Emma shook her head, laying back on the grass.

"It wasn't at its worst," she sighed. "He was safe. He was happy. And I was too busy to worry too much about him when I knew he was okay."

That was a lie, she knew, and Tien knew as well, but she didn't want it getting back to Alicia that her pity fell on needy ears. The last thing Emma wanted was for Alicia Spinnet to pity her for any reason.

"I don't really want to go to the luncheon either," Tien said thoughtfully. "Only Dumbledore, the Head Boy, and the Head Girl get to speak. Where's fair in that?"

The other three just blinked at Tien, but she didn't seem to notice that their eyes were all saying that it was actually perfectly fair. But there was no point saying such things out loud to Tien. She just pretended she couldn't hear when someone was contradicting her, anyway, even if it was a professor.

It was then, however, that an owl approached their group, and landed carefully on the ground beside Emma, holding out its leg.

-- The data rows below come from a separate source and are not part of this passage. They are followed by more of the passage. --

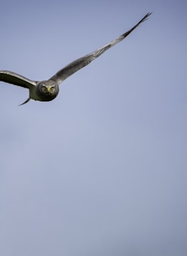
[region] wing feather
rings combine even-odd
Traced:
[[[37,83],[36,81],[30,80],[23,75],[7,70],[0,71],[0,81],[28,89],[33,86],[36,86]]]
[[[122,41],[124,38],[125,38],[129,34],[131,34],[139,24],[144,21],[145,21],[147,18],[151,14],[151,12],[148,12],[136,25],[135,25],[132,29],[128,30],[127,32],[124,33],[120,37],[117,37],[116,39],[113,40],[110,43],[106,44],[101,48],[96,50],[95,51],[89,53],[84,57],[78,59],[62,69],[59,70],[55,75],[54,75],[50,79],[54,80],[57,82],[58,85],[62,83],[65,79],[66,79],[70,75],[75,73],[79,69],[84,68],[90,62],[92,62],[96,58],[99,57],[101,54],[103,54],[106,50],[113,46],[116,43]]]

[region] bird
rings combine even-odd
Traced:
[[[148,12],[129,30],[103,46],[69,63],[48,80],[33,81],[11,71],[2,70],[0,71],[0,81],[29,89],[29,98],[19,106],[27,103],[30,99],[40,101],[52,101],[59,94],[59,85],[63,81],[79,69],[90,64],[108,49],[124,40],[137,27],[145,21],[151,14],[151,12]]]

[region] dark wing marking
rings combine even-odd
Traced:
[[[54,80],[57,82],[58,85],[62,83],[65,79],[66,79],[70,75],[73,75],[74,72],[78,71],[79,69],[84,68],[85,66],[88,65],[91,61],[99,57],[101,54],[103,54],[106,50],[114,46],[116,43],[122,41],[124,38],[125,38],[132,31],[133,31],[141,23],[145,21],[149,15],[151,13],[148,12],[135,26],[134,26],[128,31],[123,34],[122,36],[117,37],[113,40],[110,43],[106,44],[101,48],[96,50],[90,54],[84,56],[80,59],[74,60],[71,62],[68,66],[66,66],[62,69],[59,70],[55,75],[53,75],[50,79]]]
[[[6,70],[0,71],[0,81],[21,86],[28,89],[33,86],[36,86],[37,83],[36,81],[30,80],[23,75]]]

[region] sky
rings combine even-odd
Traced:
[[[0,70],[36,81],[153,12],[52,101],[0,82],[1,255],[187,255],[186,5],[1,4]]]

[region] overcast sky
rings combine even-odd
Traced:
[[[0,254],[187,255],[185,1],[5,1],[0,70],[45,80],[150,18],[51,102],[0,82]]]

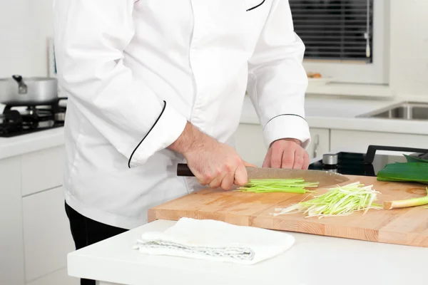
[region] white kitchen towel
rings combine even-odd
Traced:
[[[143,234],[134,249],[146,254],[254,264],[285,252],[294,242],[285,232],[181,218],[165,232]]]

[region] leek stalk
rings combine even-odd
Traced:
[[[427,196],[419,198],[407,199],[397,201],[384,202],[384,209],[392,209],[399,208],[407,208],[409,207],[422,206],[428,204],[428,187],[427,187]]]
[[[370,209],[381,209],[382,205],[374,204],[379,192],[372,189],[372,185],[365,186],[360,182],[345,186],[331,188],[325,194],[315,196],[305,202],[291,205],[285,209],[275,209],[280,214],[302,212],[305,217],[347,216],[357,211],[364,211],[365,214]]]
[[[244,187],[238,187],[238,191],[255,193],[286,192],[312,193],[315,191],[306,188],[316,187],[318,182],[307,182],[303,179],[253,179]]]

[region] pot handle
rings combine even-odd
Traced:
[[[27,86],[24,83],[22,76],[12,76],[12,78],[18,83],[18,93],[19,94],[27,93]]]

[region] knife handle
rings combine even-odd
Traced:
[[[188,165],[185,163],[178,163],[177,165],[177,176],[195,176]]]

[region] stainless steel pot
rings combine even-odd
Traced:
[[[58,98],[56,78],[23,78],[13,76],[0,78],[0,103],[9,105],[31,105],[49,103]]]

"What is it?" Angelina asked eagerly. "Is it from Fred?"

"I don't know, do I?" Emma asked, chuckling. "I've not opened it yet."

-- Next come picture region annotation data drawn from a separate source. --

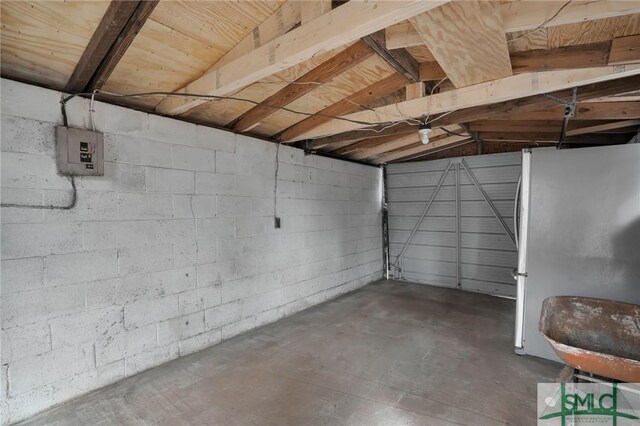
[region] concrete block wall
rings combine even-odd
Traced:
[[[3,203],[60,205],[61,94],[1,81]],[[69,124],[91,128],[88,102]],[[96,103],[105,176],[3,208],[2,423],[382,277],[380,171]]]

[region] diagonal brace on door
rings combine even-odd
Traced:
[[[400,263],[400,260],[402,259],[402,256],[404,256],[404,252],[407,250],[407,247],[409,246],[409,243],[411,242],[411,240],[413,239],[413,236],[418,231],[418,228],[420,227],[420,224],[422,224],[422,221],[424,220],[424,217],[427,215],[427,212],[429,211],[429,207],[431,207],[431,204],[433,204],[433,200],[436,199],[436,195],[438,195],[438,191],[440,191],[440,187],[444,183],[444,180],[447,177],[447,174],[449,173],[449,170],[451,169],[452,165],[453,165],[453,163],[451,161],[449,161],[449,164],[447,164],[447,168],[444,169],[444,172],[442,172],[442,176],[440,176],[440,180],[438,181],[438,184],[436,185],[436,189],[433,191],[433,194],[431,194],[431,198],[429,198],[429,202],[427,203],[427,205],[425,206],[424,210],[422,211],[422,214],[420,215],[420,218],[418,219],[418,222],[416,222],[416,226],[413,227],[413,231],[411,231],[411,235],[409,235],[409,238],[407,239],[407,241],[402,246],[402,250],[400,250],[400,253],[398,254],[398,257],[396,258],[396,261],[394,262],[393,265],[391,265],[392,267],[398,268],[398,263]]]
[[[493,202],[491,202],[491,199],[489,198],[489,196],[485,192],[484,188],[482,187],[482,185],[480,185],[480,182],[478,182],[478,179],[476,179],[476,175],[473,174],[473,172],[471,171],[469,166],[467,166],[467,163],[466,163],[466,161],[464,161],[464,159],[462,159],[460,161],[460,163],[462,164],[462,167],[464,167],[464,169],[467,171],[467,174],[471,178],[471,181],[473,182],[473,184],[476,186],[476,188],[478,188],[478,191],[480,191],[480,194],[482,194],[482,197],[484,198],[484,200],[487,202],[487,204],[491,208],[491,211],[493,211],[493,215],[496,217],[496,219],[498,219],[498,221],[500,221],[500,224],[504,228],[504,232],[506,232],[507,235],[509,236],[509,238],[511,238],[511,241],[513,241],[513,243],[516,244],[516,239],[513,236],[513,234],[511,233],[511,230],[509,229],[509,226],[507,225],[507,222],[505,222],[505,220],[502,218],[502,215],[500,214],[500,212],[498,212],[498,209],[496,208],[496,206],[493,204]]]

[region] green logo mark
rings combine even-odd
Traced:
[[[569,386],[575,386],[569,384]],[[560,383],[559,394],[548,398],[547,407],[543,411],[540,420],[559,418],[561,425],[565,426],[567,418],[575,419],[576,416],[607,416],[618,424],[618,418],[631,420],[639,419],[634,413],[629,401],[623,393],[620,393],[617,383],[610,385],[608,392],[567,392],[567,384]],[[603,419],[604,420],[604,419]]]

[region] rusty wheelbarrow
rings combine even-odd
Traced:
[[[540,333],[569,366],[640,383],[640,305],[576,296],[545,299]]]

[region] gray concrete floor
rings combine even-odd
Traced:
[[[512,300],[380,281],[25,424],[534,424],[561,366],[513,327]]]

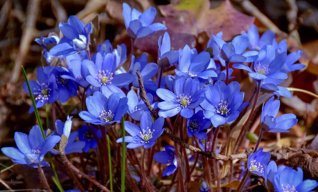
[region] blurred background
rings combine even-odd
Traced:
[[[29,79],[34,79],[36,68],[46,65],[41,62],[43,48],[34,39],[47,37],[50,32],[59,34],[59,23],[66,22],[69,16],[75,15],[86,24],[93,22],[94,33],[96,34],[91,42],[91,50],[93,53],[98,44],[106,39],[109,39],[114,47],[125,43],[129,53],[131,48],[130,38],[126,32],[122,15],[124,2],[142,11],[151,6],[155,7],[157,11],[155,22],[162,22],[167,26],[172,49],[175,50],[188,44],[201,51],[212,32],[215,34],[223,31],[224,39],[229,41],[246,31],[253,23],[261,33],[271,30],[276,34],[278,42],[283,39],[287,40],[289,52],[303,50],[299,62],[307,66],[301,71],[290,74],[283,86],[318,94],[317,0],[1,0],[1,147],[15,145],[14,132],[27,133],[36,123],[34,114],[28,113],[31,102],[22,88],[24,80],[21,67],[23,65],[26,69]],[[138,39],[135,47],[137,57],[146,52],[148,55],[148,62],[155,62],[158,38],[164,32],[157,31]],[[173,69],[168,69],[164,75],[173,72]],[[241,83],[243,91],[245,92],[245,97],[248,100],[253,91],[250,88],[253,86],[252,81],[243,70],[234,70],[232,76]],[[80,108],[78,108],[80,104],[77,99],[74,98],[70,99],[63,106],[66,113],[75,118],[78,117],[77,109]],[[296,114],[298,123],[290,133],[282,134],[283,139],[279,143],[276,142],[275,134],[266,134],[263,138],[268,142],[267,145],[269,143],[273,149],[296,147],[296,143],[302,140],[305,145],[308,142],[311,143],[313,140],[316,140],[318,142],[316,138],[318,132],[317,99],[308,95],[294,93],[292,98],[281,98],[281,101],[283,104],[281,112]],[[39,109],[39,112],[45,120],[44,107]],[[78,127],[82,123],[76,120],[75,126]],[[52,125],[52,122],[51,123]],[[258,129],[256,128],[259,126],[259,123],[254,123],[254,130]],[[303,138],[305,130],[307,136]],[[167,142],[170,142],[167,140]],[[226,142],[225,138],[224,141]],[[245,144],[248,147],[248,143]],[[317,146],[315,147],[318,148]],[[2,154],[0,162],[0,170],[13,164]],[[14,189],[41,189],[39,183],[32,182],[32,179],[38,176],[37,172],[32,170],[25,166],[16,166],[10,171],[1,171],[0,181],[5,180]],[[0,183],[0,189],[6,189]]]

It wasn't from Fred, but from Dumbledore.

"It's for Lee as well," Emma explained, frowning. "Dumbledore wants to see us after the luncheon, Lee. Great. That means we have to go, I suppose."

What more could he possibly have to tell her after telling her that Sirius was dead?

Surely something hadn't happened to Fred, not so quickly. They'd not even set a date for Sirius's funeral yet, she'd been told.

Fred was fine, she told herself. Fred was going to be all right. Everything was going to be fine.

"We're going to have to be at the luncheon soon, actually," Angelina said darkly, looking down at her watch. "I guess we'll see you there, but I think we're supposed to sit by Houses. So I'll see you on the train, if not before."

Ironically, the house tables were gone when we got to the luncheon. Dumbledore explained that while usually students sat with their house at such events, he wanted to remind us that there was a war.

"Your House is your family while at Hogwarts," he said softly, "but once you step out of these walls, there is only the wizarding community. At this moment, the wizarding community is at war. The wizard known as Lord Voldemort is returned, and there have already been deaths. You won't be spared because of your house or your blood status. You will have to make difficult decisions."

The luncheon otherwise went on as normal, but Emma couldn't shake the thought that Professor Dumbledore had been looking at her as he'd said the bit about decisions.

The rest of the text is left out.